Using strategic and finance leadership to improve the lives of children


How a change in climate raised awareness in equity

The regulatory climate is in constant flux and, as finance professionals worldwide navigate the latest standards, regulations and guidance, the Family First Prevention Services Act of 2018 (February 2018), which must be implemented by October 2021, provided for significant changes to the United States federal child welfare financing system. Translated into layman’s terms, the focus is on keeping children at home or in a more home-like environment by providing necessary funding to enable such success.

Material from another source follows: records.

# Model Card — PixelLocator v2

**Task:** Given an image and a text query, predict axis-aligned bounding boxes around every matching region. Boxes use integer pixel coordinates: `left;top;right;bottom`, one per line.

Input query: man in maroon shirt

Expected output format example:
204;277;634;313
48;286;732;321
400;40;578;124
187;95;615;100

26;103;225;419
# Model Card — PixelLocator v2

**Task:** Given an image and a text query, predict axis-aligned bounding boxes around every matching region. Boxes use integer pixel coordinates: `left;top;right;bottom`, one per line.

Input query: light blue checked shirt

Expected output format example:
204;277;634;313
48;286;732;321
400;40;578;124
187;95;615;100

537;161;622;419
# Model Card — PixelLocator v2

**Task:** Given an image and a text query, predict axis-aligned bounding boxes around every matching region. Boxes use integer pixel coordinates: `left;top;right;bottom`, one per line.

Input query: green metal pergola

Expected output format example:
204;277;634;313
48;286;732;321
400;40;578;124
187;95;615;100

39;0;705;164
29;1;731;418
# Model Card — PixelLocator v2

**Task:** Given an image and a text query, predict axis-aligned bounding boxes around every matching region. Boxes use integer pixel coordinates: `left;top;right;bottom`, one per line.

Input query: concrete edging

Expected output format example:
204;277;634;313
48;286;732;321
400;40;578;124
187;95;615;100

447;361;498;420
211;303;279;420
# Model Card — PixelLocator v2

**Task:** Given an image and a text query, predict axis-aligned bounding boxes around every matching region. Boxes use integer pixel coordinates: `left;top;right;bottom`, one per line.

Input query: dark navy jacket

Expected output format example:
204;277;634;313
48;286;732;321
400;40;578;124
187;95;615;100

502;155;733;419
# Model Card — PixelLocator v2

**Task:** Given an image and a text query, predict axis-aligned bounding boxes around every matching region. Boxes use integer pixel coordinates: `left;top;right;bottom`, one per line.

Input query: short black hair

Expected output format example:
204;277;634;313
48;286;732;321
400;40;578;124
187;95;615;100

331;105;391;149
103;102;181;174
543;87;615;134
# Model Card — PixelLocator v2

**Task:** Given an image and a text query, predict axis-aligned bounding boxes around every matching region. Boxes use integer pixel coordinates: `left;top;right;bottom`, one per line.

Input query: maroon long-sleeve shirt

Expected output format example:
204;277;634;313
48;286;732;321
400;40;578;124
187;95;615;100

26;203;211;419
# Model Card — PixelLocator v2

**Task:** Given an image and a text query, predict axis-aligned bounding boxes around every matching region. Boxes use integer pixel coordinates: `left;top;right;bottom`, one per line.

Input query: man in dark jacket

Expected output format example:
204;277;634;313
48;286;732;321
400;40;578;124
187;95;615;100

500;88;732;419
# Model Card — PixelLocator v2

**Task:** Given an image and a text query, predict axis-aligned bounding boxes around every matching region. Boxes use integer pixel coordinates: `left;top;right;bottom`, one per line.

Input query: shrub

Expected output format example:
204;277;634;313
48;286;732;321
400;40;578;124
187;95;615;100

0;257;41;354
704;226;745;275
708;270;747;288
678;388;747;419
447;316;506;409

Lucas County Children Services (LCCS), located in Lucas County, OH, is the focus of this case study on financial transformation in a new regulatory climate. The successful influence and impact of the certified professional finance leader is demonstrated through budgeting and realignment of finances, strategies, validation of mission and values and strategies, engagement of all stakeholders and effective communication. This resulted in the development of the LCCS core strategic priorities:

  • Safely reduce children in foster care by 75%.
  • Develop competencies to reduce disproportionality and eliminate racial and ethnic disparities.
  • Develop a parent and kin training institute.
  • Leverage strategic collaboration to advance a system of prevention.
  • Implement best practice improvements

Beginning with the ultimate priority to safely reduce the number of children in foster care in 2023 by a cumulative 75% as compared to the baseline of 2019, the target was immediately identified. To reach this goal the agency would have to make substantial progress on achieving their other strategic priorities.